Frequently Asked Questions

Is Mediation Confidential?

Yes, mediation is confidential. In order for the parties participating in the mediation to have open and honest communication it is important that the discussions take place “off the record”.

The mediator will not, unless otherwise agreed to in writing by all parties, voluntarily disclose the substance of the discussions to anyone. You will be asked to sign an “Agreement to Mediate” form which states that you will not be able to call the mediator to testify in any subsequent legal proceedings. The one exception to the confidentiality rule is if child abuse, elder abuse or potential harm to any of the parties is suspected. By law the mediator is required to disclose this information.

Does the Mediator make decisions?

No, the mediator does not make decisions for you. The mediator is strictly a neutral third party that helps to facilitate the discussions.

Do I still need a Family lawyer?

Yes, you do need a lawyer. It is important that you are aware of your legal rights so that you can make informed decisions. The role of the lawyer is lessened in the mediation process. This provides you with a significant cost savings.


How much does it cost?

There is an hourly fee for mediation sessions and a separate fee for documenting the draft Memorandum of Understanding. Costs are shared between the parties attending mediation. Fees are payable at the end of each mediation session.
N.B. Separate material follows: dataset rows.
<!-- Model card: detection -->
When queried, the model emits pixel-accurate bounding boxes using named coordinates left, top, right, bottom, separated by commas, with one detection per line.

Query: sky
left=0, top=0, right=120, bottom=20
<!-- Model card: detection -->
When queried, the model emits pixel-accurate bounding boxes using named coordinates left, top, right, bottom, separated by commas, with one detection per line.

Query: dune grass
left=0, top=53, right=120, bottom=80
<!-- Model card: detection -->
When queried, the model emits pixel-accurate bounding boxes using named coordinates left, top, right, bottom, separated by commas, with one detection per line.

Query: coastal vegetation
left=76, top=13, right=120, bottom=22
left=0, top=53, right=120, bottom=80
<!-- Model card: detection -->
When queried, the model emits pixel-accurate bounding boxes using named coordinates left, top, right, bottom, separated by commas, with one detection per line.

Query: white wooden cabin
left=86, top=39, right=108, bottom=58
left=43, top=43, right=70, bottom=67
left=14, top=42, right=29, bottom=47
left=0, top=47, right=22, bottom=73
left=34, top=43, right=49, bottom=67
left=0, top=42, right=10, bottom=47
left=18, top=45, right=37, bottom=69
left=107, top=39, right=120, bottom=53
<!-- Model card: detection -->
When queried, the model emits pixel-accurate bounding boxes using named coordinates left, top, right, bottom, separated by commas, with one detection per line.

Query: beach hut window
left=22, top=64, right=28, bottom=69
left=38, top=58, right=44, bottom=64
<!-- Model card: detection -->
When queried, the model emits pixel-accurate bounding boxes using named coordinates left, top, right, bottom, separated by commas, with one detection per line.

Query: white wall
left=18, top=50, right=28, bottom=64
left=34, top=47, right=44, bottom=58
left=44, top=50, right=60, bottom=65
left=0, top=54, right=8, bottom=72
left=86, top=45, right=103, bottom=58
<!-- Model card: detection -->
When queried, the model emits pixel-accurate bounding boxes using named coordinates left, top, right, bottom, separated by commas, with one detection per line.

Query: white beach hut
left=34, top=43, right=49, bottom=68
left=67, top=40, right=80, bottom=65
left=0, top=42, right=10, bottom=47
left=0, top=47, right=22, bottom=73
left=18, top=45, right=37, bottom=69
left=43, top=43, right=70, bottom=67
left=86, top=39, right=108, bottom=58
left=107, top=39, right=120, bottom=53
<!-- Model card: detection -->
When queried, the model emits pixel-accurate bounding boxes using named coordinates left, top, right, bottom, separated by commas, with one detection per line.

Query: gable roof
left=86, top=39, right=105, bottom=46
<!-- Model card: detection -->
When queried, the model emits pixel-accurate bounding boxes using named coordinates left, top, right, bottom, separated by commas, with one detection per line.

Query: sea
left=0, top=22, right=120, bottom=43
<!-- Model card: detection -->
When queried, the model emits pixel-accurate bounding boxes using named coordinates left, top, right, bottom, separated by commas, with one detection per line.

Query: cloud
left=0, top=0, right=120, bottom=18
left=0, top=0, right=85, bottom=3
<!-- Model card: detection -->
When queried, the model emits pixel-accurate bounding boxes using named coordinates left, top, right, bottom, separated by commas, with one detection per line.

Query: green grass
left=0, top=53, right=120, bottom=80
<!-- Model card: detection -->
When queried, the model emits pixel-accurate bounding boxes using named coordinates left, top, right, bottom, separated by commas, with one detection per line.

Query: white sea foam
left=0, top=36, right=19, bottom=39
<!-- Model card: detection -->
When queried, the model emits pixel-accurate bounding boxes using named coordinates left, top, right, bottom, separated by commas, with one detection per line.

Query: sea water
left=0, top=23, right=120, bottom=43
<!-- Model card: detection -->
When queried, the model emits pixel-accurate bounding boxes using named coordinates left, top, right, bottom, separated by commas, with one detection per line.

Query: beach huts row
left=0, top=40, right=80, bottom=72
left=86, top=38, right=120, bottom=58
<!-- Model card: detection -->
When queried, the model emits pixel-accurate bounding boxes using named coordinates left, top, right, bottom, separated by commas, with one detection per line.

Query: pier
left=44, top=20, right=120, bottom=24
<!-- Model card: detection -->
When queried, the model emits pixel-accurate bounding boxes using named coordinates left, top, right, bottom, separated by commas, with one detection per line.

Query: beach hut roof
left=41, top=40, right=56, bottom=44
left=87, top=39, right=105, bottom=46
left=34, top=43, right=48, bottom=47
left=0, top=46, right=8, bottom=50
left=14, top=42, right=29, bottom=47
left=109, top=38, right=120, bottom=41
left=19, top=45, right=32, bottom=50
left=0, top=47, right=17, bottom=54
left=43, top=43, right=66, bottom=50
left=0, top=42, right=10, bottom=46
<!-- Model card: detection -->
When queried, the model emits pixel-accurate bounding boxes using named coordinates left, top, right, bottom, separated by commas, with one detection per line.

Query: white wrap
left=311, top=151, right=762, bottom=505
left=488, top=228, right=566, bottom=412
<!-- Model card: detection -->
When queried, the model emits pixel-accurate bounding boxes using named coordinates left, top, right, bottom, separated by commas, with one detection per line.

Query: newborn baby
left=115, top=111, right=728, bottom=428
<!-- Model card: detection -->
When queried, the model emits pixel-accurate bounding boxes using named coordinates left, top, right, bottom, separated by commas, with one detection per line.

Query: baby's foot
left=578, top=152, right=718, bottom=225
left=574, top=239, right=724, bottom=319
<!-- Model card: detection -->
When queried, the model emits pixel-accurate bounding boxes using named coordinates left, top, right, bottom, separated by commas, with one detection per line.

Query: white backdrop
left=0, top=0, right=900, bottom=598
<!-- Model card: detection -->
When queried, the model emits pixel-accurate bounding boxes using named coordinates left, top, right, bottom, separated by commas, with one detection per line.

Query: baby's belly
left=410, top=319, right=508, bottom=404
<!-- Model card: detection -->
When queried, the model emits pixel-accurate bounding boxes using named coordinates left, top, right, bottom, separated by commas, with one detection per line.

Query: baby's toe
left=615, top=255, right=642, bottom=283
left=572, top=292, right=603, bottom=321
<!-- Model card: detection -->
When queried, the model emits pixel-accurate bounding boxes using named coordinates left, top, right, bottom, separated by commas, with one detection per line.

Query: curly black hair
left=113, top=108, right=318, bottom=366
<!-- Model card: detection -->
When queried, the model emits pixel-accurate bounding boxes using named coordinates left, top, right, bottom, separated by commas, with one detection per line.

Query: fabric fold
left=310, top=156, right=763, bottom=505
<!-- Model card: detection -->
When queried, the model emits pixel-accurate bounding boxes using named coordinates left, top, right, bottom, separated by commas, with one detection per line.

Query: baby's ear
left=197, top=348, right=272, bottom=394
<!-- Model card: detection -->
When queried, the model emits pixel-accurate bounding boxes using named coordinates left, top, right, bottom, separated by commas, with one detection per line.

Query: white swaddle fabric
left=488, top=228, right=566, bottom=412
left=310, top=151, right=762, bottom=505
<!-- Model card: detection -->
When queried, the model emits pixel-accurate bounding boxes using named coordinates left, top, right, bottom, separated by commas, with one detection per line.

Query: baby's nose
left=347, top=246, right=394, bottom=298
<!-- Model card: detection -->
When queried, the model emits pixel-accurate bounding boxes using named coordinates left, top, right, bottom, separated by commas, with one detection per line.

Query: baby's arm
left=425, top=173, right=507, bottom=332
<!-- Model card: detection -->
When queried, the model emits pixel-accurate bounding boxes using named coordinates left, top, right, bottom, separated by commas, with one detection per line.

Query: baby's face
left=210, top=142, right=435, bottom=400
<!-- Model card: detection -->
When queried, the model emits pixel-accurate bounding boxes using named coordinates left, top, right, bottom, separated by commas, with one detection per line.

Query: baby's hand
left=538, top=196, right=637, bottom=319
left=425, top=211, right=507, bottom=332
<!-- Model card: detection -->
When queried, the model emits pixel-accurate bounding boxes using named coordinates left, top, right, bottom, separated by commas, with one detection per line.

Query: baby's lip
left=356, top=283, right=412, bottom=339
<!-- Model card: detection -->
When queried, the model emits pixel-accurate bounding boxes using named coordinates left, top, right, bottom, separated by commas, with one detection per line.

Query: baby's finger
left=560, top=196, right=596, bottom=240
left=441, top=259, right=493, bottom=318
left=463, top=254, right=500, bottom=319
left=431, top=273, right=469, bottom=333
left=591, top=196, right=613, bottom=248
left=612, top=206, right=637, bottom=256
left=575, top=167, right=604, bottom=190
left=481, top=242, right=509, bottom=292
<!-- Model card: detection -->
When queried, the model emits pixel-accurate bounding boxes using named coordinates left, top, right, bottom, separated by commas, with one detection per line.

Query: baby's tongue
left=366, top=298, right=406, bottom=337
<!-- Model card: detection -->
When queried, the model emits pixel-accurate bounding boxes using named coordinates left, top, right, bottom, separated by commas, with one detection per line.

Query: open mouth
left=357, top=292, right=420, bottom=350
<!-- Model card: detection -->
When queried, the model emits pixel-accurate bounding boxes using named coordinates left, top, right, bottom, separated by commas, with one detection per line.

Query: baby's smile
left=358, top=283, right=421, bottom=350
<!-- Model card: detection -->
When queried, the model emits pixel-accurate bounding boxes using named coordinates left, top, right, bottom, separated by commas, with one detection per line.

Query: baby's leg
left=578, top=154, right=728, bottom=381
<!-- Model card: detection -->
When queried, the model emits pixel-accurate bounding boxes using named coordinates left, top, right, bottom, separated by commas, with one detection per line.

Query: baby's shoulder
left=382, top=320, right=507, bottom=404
Keep in mind that mediation is less costly, both financially and emotionally, than litigation. Check with your employer or your Employee Assistance Plan to see if funding is available for mediation.
 

How long does it take?

The length of mediation depends on how many issues there are to mediate and how open and cooperative the parties are. In general there are individual sessions of 1-1 ½ hours with each party and then a number of joint/group sessions that run usually 2-3 hours. If there are fewer minor issues, perhaps only one joint/group session may be required.